In this example, I will generate a handful of states that occur linearly. The TransitionMatrix expects a list of values as the states or a string. If a string is passed, it treats each character in the string as a state.

```
import numpy as np
```

```
states_a = [np.random.choice(['A', 'B', 'C'], p=[0.2, 0.5, 0.3]) for i in range(1000)]
```

Passing the states into the matrix derives the frequencies and probabilities.

```
transition_matrix = TransitionMatrix(states_a)
```

### DataFrame¶

To obtain the matrix as a pandas dataframe we call the as_dataframe() method. By default we show the frequencies, however we can also get the probabilities.

```
transition_matrix.as_dataframe()
```

```
transition_matrix.as_dataframe(prob=True)
```

### Visualize¶

We are able to visualize the transition matrix as a Digraph by calling the as_graph() method.
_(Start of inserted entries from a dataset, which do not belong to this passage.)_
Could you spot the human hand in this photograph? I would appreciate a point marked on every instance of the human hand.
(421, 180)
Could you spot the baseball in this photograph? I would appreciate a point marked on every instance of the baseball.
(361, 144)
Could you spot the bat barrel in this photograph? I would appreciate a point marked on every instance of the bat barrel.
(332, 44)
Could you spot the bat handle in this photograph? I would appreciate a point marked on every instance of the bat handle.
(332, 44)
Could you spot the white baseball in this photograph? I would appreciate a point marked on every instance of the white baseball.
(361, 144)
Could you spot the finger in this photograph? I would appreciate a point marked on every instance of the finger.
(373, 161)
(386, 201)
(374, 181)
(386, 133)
If we wanted to export a dotfile, we can call the as_dotlang() method to obtain the dotlang string.

```
transition_matrix.as_graph()
```

### Filtering¶

Filtering is easily accomplished with a pandas dataframe.

```
df = transition_matrix.as_dataframe(prob=True)
```

```
df[df > 0.2]
```

You can see that we filtered on a probability of 0.2 creating a NaN probability between C and A.